Atmospheric motion vectors (AMVs) represent horizontal wind derived by tracking cloud or water vapor features on successive satellite images. The launch of the Geostationary Operational Environmental Satellite-R Series (GOES-R), including GOES-16 (GOES-East) and GOES-17 (GOES-West), has significantly enhanced AMV data volume and geographic coverage over the contiguous United States (U.S.) and adjacent oceans. AMVs from GOES-16/17 products can augment wind data in data-sparse oceanic areas such as those frequented by atmospheric rivers (ARs). However, AMVs exhibit biases and uncertainties, especially due to height assignment issues, and there are fewer conventional data (e.g., radiosondes) to assess GOES-17 AMVs over oceans.

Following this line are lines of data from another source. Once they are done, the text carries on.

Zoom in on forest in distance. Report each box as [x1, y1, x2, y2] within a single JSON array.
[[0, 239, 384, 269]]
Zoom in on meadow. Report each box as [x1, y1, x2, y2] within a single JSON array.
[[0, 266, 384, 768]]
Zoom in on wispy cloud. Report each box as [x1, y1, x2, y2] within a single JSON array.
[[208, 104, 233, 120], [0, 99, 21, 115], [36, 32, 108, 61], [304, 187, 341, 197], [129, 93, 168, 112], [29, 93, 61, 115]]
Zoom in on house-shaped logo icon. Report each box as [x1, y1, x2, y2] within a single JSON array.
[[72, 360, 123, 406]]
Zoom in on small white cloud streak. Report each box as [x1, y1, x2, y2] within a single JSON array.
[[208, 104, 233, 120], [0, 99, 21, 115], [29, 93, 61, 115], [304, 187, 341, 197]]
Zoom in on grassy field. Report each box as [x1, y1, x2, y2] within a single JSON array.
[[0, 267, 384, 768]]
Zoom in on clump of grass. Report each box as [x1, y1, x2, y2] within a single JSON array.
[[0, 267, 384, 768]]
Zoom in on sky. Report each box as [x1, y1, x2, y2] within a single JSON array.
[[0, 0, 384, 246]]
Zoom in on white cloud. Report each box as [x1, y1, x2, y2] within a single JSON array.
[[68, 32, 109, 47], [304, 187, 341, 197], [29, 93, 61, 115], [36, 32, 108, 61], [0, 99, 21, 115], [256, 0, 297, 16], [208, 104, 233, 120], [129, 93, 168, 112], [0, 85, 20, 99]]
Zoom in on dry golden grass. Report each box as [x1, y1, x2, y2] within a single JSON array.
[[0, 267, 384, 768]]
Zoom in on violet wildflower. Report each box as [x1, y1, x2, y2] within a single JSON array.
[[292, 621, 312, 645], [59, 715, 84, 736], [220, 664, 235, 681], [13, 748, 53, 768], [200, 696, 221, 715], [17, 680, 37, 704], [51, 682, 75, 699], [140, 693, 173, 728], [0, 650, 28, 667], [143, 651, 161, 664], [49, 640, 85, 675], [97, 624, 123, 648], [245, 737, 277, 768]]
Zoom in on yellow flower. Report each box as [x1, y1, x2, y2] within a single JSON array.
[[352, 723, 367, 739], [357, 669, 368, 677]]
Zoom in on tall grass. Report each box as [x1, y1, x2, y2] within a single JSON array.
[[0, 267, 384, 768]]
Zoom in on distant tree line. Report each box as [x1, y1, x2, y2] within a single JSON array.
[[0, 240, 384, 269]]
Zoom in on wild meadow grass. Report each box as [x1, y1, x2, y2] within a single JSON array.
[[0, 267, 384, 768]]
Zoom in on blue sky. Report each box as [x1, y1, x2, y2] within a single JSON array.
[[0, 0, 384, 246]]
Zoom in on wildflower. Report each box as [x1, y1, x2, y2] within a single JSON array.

The AR Reconnaissance (AR Recon) samples ARs to improve forecast skill over the U.S. West and provides a unique opportunity to compare GOES-17 AMVs. This study quantifies biases and uncertainties in GOES-17 AMVs in the northeast Pacific using dropsondes from AR Recon, and assesses Global Forecast System (GFS) model wind analyses and background fields during AR events. Results for four representative AR cases show that GOES-R AMVs improved wind data distribution compared to cases prior to GOES-R becoming operational, particularly in the upper and lower troposphere. A comparison with dropsondes reveals a small vector wind speed bias of −0.7 m s⁻¹. The uncertainty for AMVs is estimated at 5–6 m s⁻¹. Comparison of collocated GFS model background wind fields shows small biases. Data assimilation reduces root-mean-squared differences, but the small biases in operational AMVs need further attention as they are a predominant wind data source in the GFS over oceanic regions.